Then what is above code doing here?

Also, isn't QP1 a big deal? If it's missing then how do you
do multicast etc?

How does guest know it's missing?

...

> diff --git a/hw/net/pvrdma/pvrdma_utils.h b/hw/net/pvrdma/pvrdma_utils.h
> new file mode 100644
> index 0000000000..a09e39946c
> --- /dev/null
> +++ b/hw/net/pvrdma/pvrdma_utils.h
> @@ -0,0 +1,41 @@
> +/*
> + * QEMU VMWARE paravirtual RDMA interface definitions
> + *
> + * Developed by Oracle & Redhat
> + *
> + * Authors:
> + *     Yuval Shaia <yuval.shaia@oracle.com>
> + *     Marcel Apfelbaum <marcel@redhat.com>
> + *
> + * This work is licensed under the terms of the GNU GPL, version 2.
> + * See the COPYING file in the top-level directory.
> + *
> + */
> +
> +#ifndef PVRDMA_UTILS_H
> +#define PVRDMA_UTILS_H
> +
> +#include <include/hw/pci/pci.h>
> +
> +#define pr_info(fmt, ...) \
> +    fprintf(stdout, "%s: %-20s (%3d): " fmt, "pvrdma",  __func__, __LINE__,\
> +           ## __VA_ARGS__)
> +
> +#define pr_err(fmt, ...) \
> +    fprintf(stderr, "%s: Error at %-20s (%3d): " fmt, "pvrdma", __func__, \
> +        __LINE__, ## __VA_ARGS__)
> +
> +#ifdef PVRDMA_DEBUG
> +#define pr_dbg(fmt, ...) \
> +    fprintf(stdout, "%s: %-20s (%3d): " fmt, "pvrdma", __func__, __LINE__,\
> +           ## __VA_ARGS__)
> +#else
> +#define pr_dbg(fmt, ...)
> +#endif
> +
> +void pvrdma_pci_dma_unmap(PCIDevice *dev, void *buffer, dma_addr_t len);
> +void *pvrdma_pci_dma_map(PCIDevice *dev, dma_addr_t addr, dma_addr_t plen);
> +void *map_to_pdir(PCIDevice *pdev, uint64_t pdir_dma, uint32_t nchunks,
> +                  size_t length);
> +
> +#endif

Can you make sure all prefixes are pvrdma_?

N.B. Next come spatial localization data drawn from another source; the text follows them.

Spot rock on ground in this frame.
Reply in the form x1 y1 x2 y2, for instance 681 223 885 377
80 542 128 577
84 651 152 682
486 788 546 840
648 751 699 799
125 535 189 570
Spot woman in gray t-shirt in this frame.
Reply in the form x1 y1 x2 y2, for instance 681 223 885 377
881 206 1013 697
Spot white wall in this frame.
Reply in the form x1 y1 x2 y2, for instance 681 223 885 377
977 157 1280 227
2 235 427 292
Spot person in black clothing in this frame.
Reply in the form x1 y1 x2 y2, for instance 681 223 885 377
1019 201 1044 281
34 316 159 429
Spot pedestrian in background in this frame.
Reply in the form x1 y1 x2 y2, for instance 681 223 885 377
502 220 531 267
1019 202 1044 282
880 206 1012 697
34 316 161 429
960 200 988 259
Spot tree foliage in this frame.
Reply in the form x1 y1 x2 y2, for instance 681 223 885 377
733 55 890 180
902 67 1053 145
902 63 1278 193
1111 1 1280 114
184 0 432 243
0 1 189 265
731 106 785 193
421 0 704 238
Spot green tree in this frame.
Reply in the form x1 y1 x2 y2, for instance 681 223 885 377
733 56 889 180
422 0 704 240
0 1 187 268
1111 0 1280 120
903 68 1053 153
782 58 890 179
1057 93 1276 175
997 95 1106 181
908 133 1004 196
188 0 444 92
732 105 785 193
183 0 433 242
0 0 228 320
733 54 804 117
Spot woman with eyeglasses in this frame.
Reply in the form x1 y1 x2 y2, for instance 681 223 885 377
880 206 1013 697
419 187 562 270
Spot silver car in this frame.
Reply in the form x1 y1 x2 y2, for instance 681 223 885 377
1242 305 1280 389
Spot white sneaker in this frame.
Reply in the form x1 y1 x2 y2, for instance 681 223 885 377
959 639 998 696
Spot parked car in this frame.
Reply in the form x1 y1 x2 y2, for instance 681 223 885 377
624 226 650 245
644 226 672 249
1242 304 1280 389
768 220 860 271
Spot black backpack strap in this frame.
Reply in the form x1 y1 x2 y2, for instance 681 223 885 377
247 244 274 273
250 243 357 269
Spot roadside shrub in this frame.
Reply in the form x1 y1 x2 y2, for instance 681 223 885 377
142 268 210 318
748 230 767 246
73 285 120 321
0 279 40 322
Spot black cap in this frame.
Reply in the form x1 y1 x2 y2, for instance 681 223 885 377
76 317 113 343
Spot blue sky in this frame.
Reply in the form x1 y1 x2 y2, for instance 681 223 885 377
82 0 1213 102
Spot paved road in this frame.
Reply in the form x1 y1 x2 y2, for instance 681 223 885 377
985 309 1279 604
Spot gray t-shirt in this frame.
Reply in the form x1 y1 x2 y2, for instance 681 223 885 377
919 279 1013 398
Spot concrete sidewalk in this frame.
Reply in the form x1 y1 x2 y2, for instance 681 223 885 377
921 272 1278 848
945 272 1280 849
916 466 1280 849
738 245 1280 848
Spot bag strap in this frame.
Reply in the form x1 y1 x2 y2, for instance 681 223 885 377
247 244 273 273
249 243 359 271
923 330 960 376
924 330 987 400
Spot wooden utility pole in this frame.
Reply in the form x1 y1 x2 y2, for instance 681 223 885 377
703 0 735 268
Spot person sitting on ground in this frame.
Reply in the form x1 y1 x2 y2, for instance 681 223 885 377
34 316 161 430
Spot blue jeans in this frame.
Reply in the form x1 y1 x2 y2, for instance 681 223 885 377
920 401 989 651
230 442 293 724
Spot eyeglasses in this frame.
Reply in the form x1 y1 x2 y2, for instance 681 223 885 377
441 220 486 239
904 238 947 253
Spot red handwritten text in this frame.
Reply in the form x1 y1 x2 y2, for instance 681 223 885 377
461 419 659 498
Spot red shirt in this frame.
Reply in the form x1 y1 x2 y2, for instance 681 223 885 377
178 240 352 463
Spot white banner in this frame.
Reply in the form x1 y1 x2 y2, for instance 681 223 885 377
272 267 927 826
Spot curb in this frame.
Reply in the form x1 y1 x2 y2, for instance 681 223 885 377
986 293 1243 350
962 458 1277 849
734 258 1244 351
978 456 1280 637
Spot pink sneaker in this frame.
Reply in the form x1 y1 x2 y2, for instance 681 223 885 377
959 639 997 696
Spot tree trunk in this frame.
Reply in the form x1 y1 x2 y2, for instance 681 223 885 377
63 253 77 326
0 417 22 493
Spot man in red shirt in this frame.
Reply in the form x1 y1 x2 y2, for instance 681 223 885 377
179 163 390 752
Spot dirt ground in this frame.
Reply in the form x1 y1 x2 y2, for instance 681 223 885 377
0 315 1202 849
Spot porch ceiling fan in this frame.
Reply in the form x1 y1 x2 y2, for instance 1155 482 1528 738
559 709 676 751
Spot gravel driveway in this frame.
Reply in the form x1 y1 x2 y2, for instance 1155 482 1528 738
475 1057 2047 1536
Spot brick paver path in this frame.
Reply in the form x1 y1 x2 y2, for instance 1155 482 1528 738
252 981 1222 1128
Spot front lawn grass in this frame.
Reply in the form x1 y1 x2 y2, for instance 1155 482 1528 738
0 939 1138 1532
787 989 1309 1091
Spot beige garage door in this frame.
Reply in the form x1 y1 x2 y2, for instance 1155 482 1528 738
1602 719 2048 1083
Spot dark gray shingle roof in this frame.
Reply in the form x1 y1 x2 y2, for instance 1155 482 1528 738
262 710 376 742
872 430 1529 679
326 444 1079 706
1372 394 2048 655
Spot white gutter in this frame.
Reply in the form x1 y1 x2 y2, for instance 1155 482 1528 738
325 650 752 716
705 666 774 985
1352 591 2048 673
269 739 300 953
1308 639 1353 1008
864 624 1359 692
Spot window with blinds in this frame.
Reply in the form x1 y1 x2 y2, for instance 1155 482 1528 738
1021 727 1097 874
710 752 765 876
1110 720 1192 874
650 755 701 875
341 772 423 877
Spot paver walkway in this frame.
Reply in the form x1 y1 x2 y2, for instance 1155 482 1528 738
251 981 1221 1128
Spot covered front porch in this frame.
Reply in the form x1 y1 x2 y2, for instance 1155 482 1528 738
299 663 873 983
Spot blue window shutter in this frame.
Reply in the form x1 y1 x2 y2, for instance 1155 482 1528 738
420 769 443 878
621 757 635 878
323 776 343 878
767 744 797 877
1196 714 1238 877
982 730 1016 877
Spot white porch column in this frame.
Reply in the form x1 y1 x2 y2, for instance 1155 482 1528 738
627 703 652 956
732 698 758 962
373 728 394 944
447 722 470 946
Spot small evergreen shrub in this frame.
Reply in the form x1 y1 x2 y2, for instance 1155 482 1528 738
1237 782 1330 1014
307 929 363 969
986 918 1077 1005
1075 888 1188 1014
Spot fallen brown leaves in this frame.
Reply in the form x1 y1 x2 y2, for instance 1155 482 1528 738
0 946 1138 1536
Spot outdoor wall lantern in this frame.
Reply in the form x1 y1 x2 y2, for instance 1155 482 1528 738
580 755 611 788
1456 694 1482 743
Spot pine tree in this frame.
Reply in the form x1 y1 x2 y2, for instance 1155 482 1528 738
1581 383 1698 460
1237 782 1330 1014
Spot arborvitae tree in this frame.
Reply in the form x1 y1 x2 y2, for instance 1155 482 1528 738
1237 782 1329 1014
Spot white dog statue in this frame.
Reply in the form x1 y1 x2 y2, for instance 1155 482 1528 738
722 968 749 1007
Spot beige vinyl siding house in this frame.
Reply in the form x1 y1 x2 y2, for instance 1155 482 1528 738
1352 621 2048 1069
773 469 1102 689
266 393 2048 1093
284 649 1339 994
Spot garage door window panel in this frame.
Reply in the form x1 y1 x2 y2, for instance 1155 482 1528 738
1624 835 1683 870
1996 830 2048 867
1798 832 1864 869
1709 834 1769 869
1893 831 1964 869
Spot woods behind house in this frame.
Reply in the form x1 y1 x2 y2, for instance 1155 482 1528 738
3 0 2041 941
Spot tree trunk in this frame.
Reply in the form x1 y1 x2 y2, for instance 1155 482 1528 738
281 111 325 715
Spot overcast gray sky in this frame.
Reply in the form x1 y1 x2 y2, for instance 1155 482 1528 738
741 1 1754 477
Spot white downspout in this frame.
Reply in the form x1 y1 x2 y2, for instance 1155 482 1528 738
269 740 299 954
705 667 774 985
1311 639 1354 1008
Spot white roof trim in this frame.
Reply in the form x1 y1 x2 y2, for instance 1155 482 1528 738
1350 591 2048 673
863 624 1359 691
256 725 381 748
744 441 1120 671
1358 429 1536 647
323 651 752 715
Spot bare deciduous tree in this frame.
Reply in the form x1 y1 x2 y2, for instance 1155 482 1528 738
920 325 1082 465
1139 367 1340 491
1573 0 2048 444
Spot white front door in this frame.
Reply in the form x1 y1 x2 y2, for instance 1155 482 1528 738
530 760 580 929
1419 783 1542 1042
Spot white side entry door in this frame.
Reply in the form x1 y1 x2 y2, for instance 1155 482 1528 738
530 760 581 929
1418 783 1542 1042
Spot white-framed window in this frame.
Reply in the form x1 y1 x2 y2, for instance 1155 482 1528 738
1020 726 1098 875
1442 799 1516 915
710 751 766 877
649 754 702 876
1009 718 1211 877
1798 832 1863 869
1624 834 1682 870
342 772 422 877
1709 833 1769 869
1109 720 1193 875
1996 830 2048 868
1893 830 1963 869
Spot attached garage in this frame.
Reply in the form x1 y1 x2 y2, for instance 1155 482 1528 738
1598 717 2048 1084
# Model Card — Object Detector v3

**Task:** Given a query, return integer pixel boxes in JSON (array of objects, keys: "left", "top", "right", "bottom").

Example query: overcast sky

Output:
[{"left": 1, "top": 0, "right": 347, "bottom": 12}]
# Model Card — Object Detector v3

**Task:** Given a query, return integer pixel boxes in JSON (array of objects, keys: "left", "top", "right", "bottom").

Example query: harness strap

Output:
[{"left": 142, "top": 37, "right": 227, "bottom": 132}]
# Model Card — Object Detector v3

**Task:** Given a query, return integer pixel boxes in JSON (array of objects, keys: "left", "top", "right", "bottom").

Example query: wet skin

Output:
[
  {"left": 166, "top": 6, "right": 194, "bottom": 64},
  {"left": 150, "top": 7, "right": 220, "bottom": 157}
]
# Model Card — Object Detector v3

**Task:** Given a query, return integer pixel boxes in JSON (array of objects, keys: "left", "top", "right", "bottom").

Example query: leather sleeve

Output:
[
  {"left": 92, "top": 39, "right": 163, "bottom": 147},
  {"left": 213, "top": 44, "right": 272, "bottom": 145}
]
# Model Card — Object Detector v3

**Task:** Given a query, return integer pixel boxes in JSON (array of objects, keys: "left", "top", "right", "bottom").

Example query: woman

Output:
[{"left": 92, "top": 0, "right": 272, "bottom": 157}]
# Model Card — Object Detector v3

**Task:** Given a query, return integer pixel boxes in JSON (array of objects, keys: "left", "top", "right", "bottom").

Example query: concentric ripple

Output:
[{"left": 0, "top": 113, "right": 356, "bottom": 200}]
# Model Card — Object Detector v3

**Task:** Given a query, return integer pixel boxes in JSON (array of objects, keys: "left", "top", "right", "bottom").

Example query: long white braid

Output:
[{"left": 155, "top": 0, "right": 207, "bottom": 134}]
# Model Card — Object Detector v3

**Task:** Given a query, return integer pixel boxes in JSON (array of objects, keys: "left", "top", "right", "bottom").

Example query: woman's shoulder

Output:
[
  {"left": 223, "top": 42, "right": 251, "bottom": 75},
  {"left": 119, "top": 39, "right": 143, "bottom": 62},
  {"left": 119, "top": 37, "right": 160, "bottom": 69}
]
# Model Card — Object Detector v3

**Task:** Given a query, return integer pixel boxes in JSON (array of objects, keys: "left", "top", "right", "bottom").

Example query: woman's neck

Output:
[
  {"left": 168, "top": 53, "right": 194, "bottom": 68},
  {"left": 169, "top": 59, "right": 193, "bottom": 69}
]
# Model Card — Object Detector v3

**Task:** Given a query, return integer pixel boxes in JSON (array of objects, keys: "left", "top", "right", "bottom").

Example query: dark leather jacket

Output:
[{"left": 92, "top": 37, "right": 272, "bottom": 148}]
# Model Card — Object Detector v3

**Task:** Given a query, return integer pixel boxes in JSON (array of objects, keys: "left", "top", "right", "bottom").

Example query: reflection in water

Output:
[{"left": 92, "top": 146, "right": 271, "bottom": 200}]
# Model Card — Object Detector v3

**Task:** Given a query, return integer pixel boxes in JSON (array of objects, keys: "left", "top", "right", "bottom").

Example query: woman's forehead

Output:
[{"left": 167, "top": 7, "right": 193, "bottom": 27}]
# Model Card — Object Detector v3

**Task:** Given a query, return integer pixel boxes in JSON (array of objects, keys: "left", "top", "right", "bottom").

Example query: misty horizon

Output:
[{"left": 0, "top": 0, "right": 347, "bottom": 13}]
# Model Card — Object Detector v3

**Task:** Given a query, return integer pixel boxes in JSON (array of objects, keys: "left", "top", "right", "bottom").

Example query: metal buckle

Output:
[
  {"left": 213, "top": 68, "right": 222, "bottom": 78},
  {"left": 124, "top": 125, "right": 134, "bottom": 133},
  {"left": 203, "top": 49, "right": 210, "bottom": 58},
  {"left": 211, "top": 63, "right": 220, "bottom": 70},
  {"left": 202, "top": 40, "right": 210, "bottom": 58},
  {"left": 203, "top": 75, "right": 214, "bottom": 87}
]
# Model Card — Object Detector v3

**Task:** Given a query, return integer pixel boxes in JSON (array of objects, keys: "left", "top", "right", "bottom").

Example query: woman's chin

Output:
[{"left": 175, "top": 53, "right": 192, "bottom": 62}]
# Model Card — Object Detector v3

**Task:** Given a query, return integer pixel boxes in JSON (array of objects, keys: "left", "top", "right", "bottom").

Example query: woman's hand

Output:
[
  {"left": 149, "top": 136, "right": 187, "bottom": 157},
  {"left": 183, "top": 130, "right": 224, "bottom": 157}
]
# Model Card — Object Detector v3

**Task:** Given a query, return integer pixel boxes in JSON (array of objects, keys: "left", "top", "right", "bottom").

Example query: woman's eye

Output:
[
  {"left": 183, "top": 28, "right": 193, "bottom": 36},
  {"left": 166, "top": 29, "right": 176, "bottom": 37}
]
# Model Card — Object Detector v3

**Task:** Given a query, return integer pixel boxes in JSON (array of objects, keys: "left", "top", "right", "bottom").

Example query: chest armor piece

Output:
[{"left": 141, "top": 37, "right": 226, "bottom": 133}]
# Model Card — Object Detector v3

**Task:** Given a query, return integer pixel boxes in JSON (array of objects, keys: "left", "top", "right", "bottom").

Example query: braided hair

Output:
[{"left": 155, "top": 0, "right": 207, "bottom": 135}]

> diff --git a/hw/net/pvrdma/trace-events b/hw/net/pvrdma/trace-events
> new file mode 100644
> index 0000000000..bbc52286bc
> --- /dev/null
> +++ b/hw/net/pvrdma/trace-events
> @@ -0,0 +1,9 @@
> +# See docs/tracing.txt for syntax documentation.
> +
> +# hw/net/pvrdma/pvrdma_main.c
> +pvrdma_regs_read(uint64_t addr, uint64_t val) "regs[0x%lx] = 0x%lx"
> +pvrdma_regs_write(uint64_t addr, uint64_t val) "regs[0x%lx] = 0x%lx"
> +
> +#hw/net/pvrdma/pvrdma_backend.c
> +create_ah_cache_hit(uint64_t subnet, uint64_t net_id) "subnet = 0x%lx net_id = 0x%lx"
> +create_ah_cache_miss(uint64_t subnet, uint64_t net_id) "subnet = 0x%lx net_id = 0x%lx"
> diff --git a/include/hw/pci/pci_ids.h b/include/hw/pci/pci_ids.h
> index 35df1874a9..1dbf53627c 100644
> --- a/include/hw/pci/pci_ids.h
> +++ b/include/hw/pci/pci_ids.h
> @@ -266,4 +266,7 @@
>  #define PCI_VENDOR_ID_TEWS               0x1498
>  #define PCI_DEVICE_ID_TEWS_TPCI200       0x30C8
>  
> +#define PCI_VENDOR_ID_VMWARE             0x15ad
> +#define PCI_DEVICE_ID_VMWARE_PVRDMA      0x0820
> +
>  #endif
> -- 
> 2.13.5